In both the first and second posts with this title I stated that while in many areas it might be difficult to see into the future, in the area of technology the future can be readily seen.  The speed of technological invention and innovation moves so quickly that we have barely assimilated a recent breakthrough when another shows up to knock us back on our heels again.  While these innovations do provide a glimpse of our future, they can be disorienting in that they show us that the Present that we are struggling to accept and assimilate will soon be outdated.

Last week the Nvidia Corporation made a major product announcement that has profound implications in the area of supercomputing, gaming and virtual reality.  Nvidia introduced its next generation processor that has a capability of three trillion mathematical operations per second. To put that in some historical perspective, the first mainframe computer, the ENIAC, built in 1946 performed 50,000 calculations per second.  Ten years later the IBM 704 mainframe performed at 400,000 per second. By 1982 the number has grown to 100 million for the most powerful mainframe computers in the world.  So this new processor just by itself, is 30,000 times faster that the most powerful mainframe of 25 years ago.  In addition this new processor will have 681 million transistors, more than twice as many the current fast processors on the market. I am not sure of my numbers here, but that probably means that each processor has more transistors that all the transistor radios produced worldwide in the 1950s.

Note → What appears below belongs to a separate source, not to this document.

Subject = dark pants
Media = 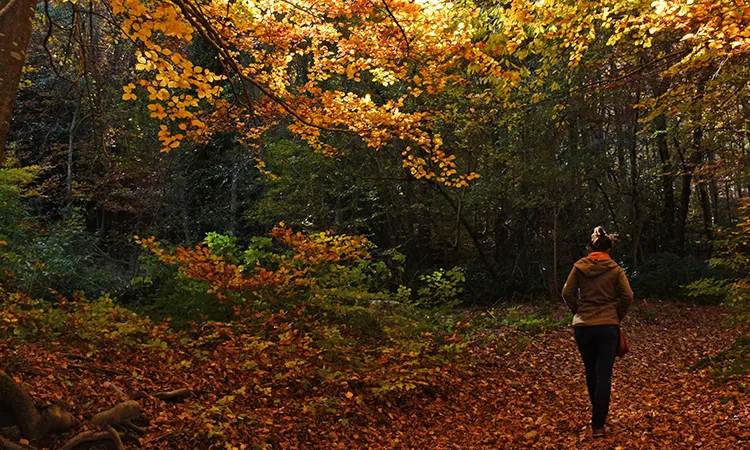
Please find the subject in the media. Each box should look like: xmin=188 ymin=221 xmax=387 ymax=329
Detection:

This new processor is called the GeForce 8800 and is a G.P.U., or graphical processing unit, and will be priced at $599.  The development of this and prior G.P.Us was to primarily serve the video gaming industry.  There has been much talk of late in entertainment and media circles that the gaming industry is increasingly providing models for these industries. Now, with this announcement it is becoming clear that gaming computer developments are starting to impact the general world of computing, which in recent years was beginning to think that Moore’s law might be coming to an end.  Now, this coming convergence of graphics processors and conventional microprocessors looks to once again accelerate processing speeds in computers for years to come.  In fact, this new development points to smaller computers having the computing speed of the ‘supercomputers’ of the past decade.  These have been the super fast computers that have been used for mega scale simulations and projections.  At a store near you in just a few years.

The other key breakthrough coming, thanks to the GeForce 8800 processor, is that finally, computer generated imaging will approach photographic realism.  The potential this will unleash is almost beyond comprehension.  I remember a conversation I had several years ago with the most brilliant CGI artist I know.  At the time he was creating and rendering photo realistic images of food products for major corporations.  He told me that he could create a photo realistic image of almost anything via his CGI work, with one big exception, a human face.  He said that someday technology would solve that problem and that when it did, who would need models, or actors?

That day is soon to be here.  In fact, to highlight this very point, the Nvidia corporation, at its unveiling of this new processor showed virtual reality simulation of an actress that evidently was unnervingly real.  Just think what the implications are for the entertainment, fashion and media companies around the world.  We can now move from the world of CGI newsrooms to CGI anchors and reporters.  Stars could license full motion replicas of themselves for any number of commercial and entertainment uses. The impact on such areas as pornography and sports simulation will be transformative.

Within the next decade, we will all be able to replicate ourselves into life like avatars for any broadband enterprise we might be engaged in.  Of course the immediate beneficiary of this breakthrough will be the gaming industry where speed and realism will soon take a giant leap ahead.  High end video games have come close to replicating know actors and realistic characters already.  Soon, there will be games that will seem as real as the movies they mimic. In the not too distant future, we will be able to insert life like images of ourselves into the video games we play.

To paraphrase the famous Memorex ad:  “Is it real or is it real?”  So, in just a few years, when someone tells you to come back to reality, a valid response might be:  “Which one?”

2 Responses to “Sometimes it is Easy to See the Future – 3”

  1. Jonathan Says:

    David:

    “Is it real or is it real?” Technology is neutral but imagine the opportunities for fraud when you cannot tell whether or not a video or photographic image of a human being across an electronic connection is the human being or a virtual copy!

    Jonathan

  2. david Says:

    It will be hard to replicate the iris of the eye and the fingerprint. That scan technology will come more into play.